Take the case of Jenny Freire Rosabal. In a 2012 video in Cuba, she is clearly seen leading a demonstration against Cuban dissidents who are barricaded in their house in the eastern province of Camagüey.

From inside their home, the dissidents are filming the angry neighborhood mob outside engaged in an “act of repudiation” against them, as these violent attacks are called in Cuba.

Freire and her crew are chanting pro-Castro slogans and threatening to kick in the door. The barricaded dissidents, in turn, are chanting “Down with Fidel! Down with Raúl!” and denouncing, on the anniversary of the massacre, the number of children killed when Cuban government gunboats sank a tugboat packed with fleeing families in 1994.

Freire is the one in bright yellow tights and red blouse seen holding up a cardboard banner that says “Long Live the Revolution!” and rallying everyone around her. She’s also pictured on the Internet in Venezuela rallying on behalf of chavismo, an indication that she’s more than just a local small-town activist in Santa Cruz del Sur.

Now, flash-forward to Facebook in June, 2015, and there she is ... married and living in Miami. In her profile photo, she poses smiling in front of packed store shelves.

The man who identified Freire and brought her presence in Miami to light is the man whose home she attacked in 2012: dissident Yoan David Gonzalez, member of a prominent group in eastern Cuba.

Freire’s husband, Adalberto Duvernal — tracked down Monday by a Univision 23 reporter at his job at a custom boat manufacturer off the Palmetto Expressway — confirms on camera that Freire is the woman who staged the videotaped acto de repudio.

Duvernal claims that his wife was “forced to do that” in Cuba so that she could be seen as a Castro supporter, be allowed to travel, and find a way out of the island. She had tried four times to leave and failed, he said. Such displays of doble moral — two-faced morality — are common in Cuba. We’ve seen this play out before in previous generations, when people made proclamations of loving Fidel or being Communists and later defected at the first chance. But people seldom went as far as violently attacking others.

To make this case more revolting, Duvernal accuses Gonzalez, the dissident, of being “a criminal” — the preferred Cuban government terminology to demean dissidents. Duvernal, also a recent arrival, says he came as a “political refugee” himself and brought Freire — whom he married in October — with him.

What a mockery of U.S. law and the concept of this country as a place of refuge to the truly politically persecuted.

Gonzalez says he has filed a complaint against Freire with immigration authorities and with U.S. Rep. Frederica Wilson, in whose district he lives. Wilson should take it up with the Obama administration. The Cuban Americans in Congress should also support an investigation. Cuba immigration policy needs a lot of revision and updating.

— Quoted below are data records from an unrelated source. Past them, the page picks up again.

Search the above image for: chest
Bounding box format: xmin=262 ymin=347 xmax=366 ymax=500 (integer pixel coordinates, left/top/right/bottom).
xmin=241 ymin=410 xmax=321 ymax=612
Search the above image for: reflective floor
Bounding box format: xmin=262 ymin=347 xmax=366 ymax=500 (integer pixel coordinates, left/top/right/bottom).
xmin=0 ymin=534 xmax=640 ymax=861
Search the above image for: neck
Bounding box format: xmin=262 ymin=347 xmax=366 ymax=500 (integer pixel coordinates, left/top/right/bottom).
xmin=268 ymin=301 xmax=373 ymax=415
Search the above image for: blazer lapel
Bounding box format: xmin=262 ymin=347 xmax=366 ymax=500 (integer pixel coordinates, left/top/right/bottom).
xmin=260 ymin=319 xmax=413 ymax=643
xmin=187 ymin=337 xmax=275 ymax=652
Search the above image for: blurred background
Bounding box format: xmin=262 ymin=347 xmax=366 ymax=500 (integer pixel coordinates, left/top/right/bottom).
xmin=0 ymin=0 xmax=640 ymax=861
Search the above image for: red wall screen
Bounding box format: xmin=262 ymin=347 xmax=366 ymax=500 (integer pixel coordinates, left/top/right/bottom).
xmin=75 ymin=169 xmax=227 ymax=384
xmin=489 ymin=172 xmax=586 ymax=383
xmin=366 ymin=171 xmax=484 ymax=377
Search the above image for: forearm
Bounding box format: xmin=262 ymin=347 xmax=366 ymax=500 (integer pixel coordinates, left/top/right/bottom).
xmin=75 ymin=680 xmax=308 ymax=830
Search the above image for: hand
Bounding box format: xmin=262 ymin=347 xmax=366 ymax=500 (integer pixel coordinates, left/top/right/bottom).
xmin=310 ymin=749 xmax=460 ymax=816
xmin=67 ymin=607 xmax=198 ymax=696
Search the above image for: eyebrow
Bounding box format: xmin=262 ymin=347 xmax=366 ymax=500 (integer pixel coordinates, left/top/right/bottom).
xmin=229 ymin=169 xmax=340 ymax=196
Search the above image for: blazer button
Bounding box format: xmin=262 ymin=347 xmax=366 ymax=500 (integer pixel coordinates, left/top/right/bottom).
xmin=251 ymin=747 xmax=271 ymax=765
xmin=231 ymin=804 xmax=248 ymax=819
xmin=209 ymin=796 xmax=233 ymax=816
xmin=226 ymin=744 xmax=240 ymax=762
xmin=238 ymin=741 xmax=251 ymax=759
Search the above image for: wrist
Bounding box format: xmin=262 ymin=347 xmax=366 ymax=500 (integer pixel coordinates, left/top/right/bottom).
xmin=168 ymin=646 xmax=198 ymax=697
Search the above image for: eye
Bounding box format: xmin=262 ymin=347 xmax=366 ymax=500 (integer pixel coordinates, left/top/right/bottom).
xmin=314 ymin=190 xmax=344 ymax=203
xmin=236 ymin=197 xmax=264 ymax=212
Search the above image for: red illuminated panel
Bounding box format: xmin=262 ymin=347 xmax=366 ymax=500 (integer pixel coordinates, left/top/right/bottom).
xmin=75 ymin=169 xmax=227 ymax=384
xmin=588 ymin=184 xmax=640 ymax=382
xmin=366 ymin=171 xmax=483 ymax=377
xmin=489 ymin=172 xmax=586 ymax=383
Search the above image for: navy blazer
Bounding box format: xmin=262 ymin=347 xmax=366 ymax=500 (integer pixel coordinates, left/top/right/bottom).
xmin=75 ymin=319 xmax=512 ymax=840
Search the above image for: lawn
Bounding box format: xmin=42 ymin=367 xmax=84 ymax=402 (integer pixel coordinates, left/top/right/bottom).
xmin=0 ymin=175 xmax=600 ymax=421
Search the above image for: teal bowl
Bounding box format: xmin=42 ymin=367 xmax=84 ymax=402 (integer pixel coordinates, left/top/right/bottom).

Who is who, and who is doing what, is not a difficult thing to investigate these days, when everyone feels the need to be on social media. It didn’t take me long to follow the online print of Freire and company to discern who is who — and to make connections to recent Cuban arrivals in Miami, Tampa and New York who have ties to open Cuban government supporters.

Looking the other way while rights abusers take advantage of a generous engagement policy for personal gain and to push their agenda is not an option in a country that purports to uphold freedom and human rights as sacred values.

Every American president has made the same mistake: underestimating the Castro regime and its tactics — among them pushing emigration to its advantage. President Barack Obama should think himself no different and develop some skepticism, and quickly.

It’s one thing to pursue engagement as a savvy strategy, a new way forward. It’s quite another to be played for a fool.